Dos tipos con monos salieron de la plataforma elevadora, se quedaron mirando el poste en el que confluían las líneas y se pusieron a deliberar. Me fijé bien. Parecía que la corriente eléctrica funcionaba perfectamente por allí.
—Pues no sé —respondió Mike—. Quiero decir que no creo que fuera un mal tipo.
—Por supuesto que no —le dije, porque imaginé que eso era exactamente lo que estaba diciendo—. ¿Pero…?
—En fin, que era un buen tipo —añadió a la defensiva—. Por lo menos conmigo siempre se portó bien.
—¿Pero…? —repetí yo.
Los dos tipos volvieron al camión. Uno trepó hasta la zona del brazo elevador y el otro se puso a los mandos.

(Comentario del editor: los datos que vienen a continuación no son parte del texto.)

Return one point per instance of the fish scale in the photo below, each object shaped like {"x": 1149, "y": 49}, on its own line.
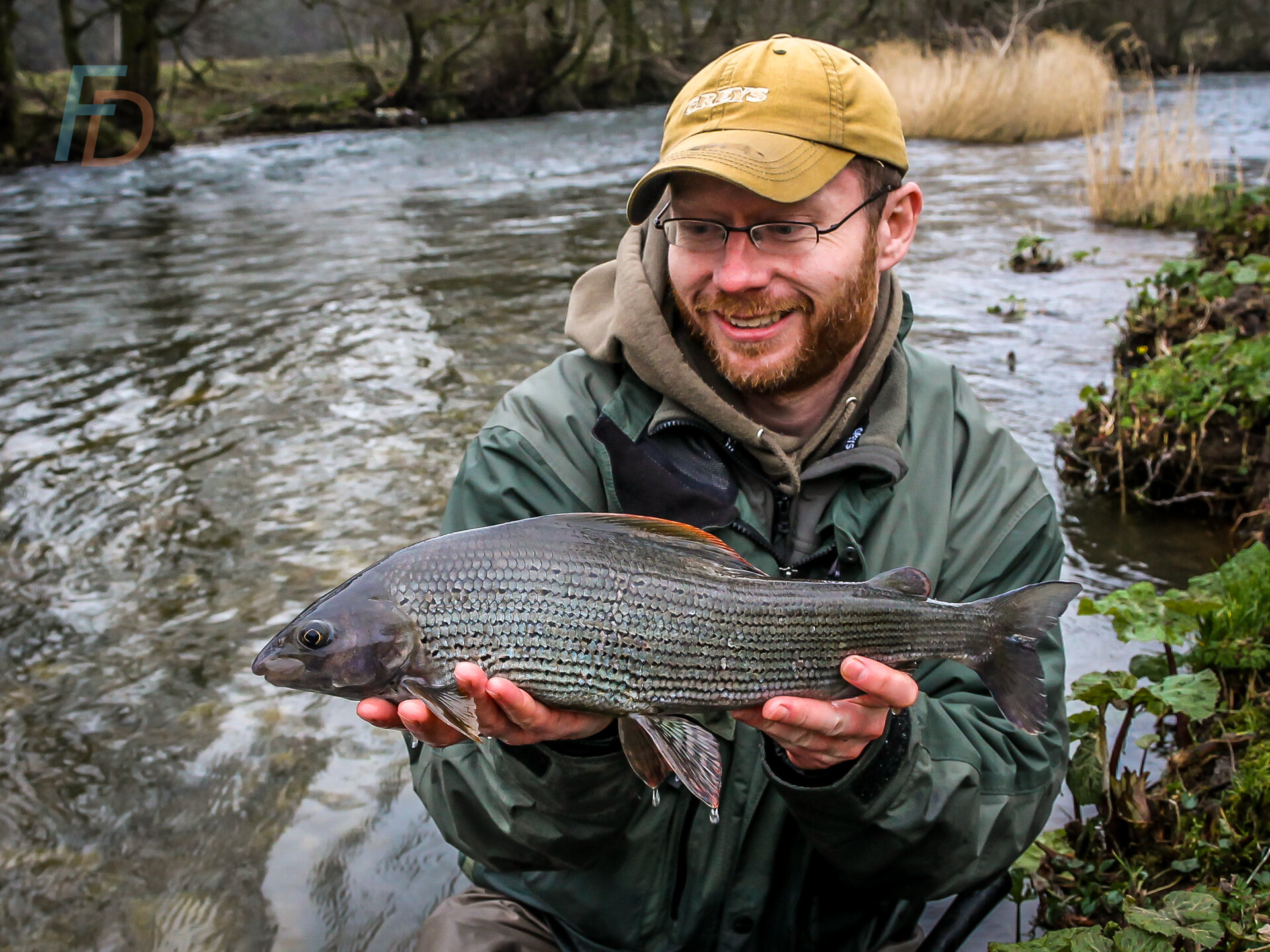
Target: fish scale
{"x": 685, "y": 621}
{"x": 646, "y": 619}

—Pero había algo raro en él —concluyó Mike—. No era lo que decía ni lo que hacía. Era algo así como una nube que a veces le pasaba por encima.
—¿Una nube?
—Una nube negra. Algo le sucedía por dentro.
—¿Como qué?
—Como que no tengo ni puta idea.
Eso era todo lo que tenía que decir sobre Vic. Me invitó a que nos viéramos y a cenar con su familia en Metairie. Le dije que iría si tenía tiempo. Pero no iba a tenerlo.
Una nube negra. La había percibido en el dormitorio de Vic, durante apenas un segundo.

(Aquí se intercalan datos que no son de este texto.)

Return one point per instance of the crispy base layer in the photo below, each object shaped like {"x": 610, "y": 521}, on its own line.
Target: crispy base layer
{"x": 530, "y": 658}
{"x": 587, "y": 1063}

Me quedé mirando a los tipos de la plataforma varios minutos más. No pude imaginar qué era lo que estaban haciendo.
Y me marché.
«El detective cree que está investigando un asesinato o la desaparición de una niña», escribió Silette, «pero en realidad está investigando otra cosa bien distinta, algo que no puede captar de forma directa. La satisfacción será una rareza. Tu estado natural será la incertidumbre. La certeza te evitará siempre. El detective se irá acercando a aquello que desea, pero nunca podrá verlo por completo.
»No proseguimos a pesar de ello, sino por su causa.»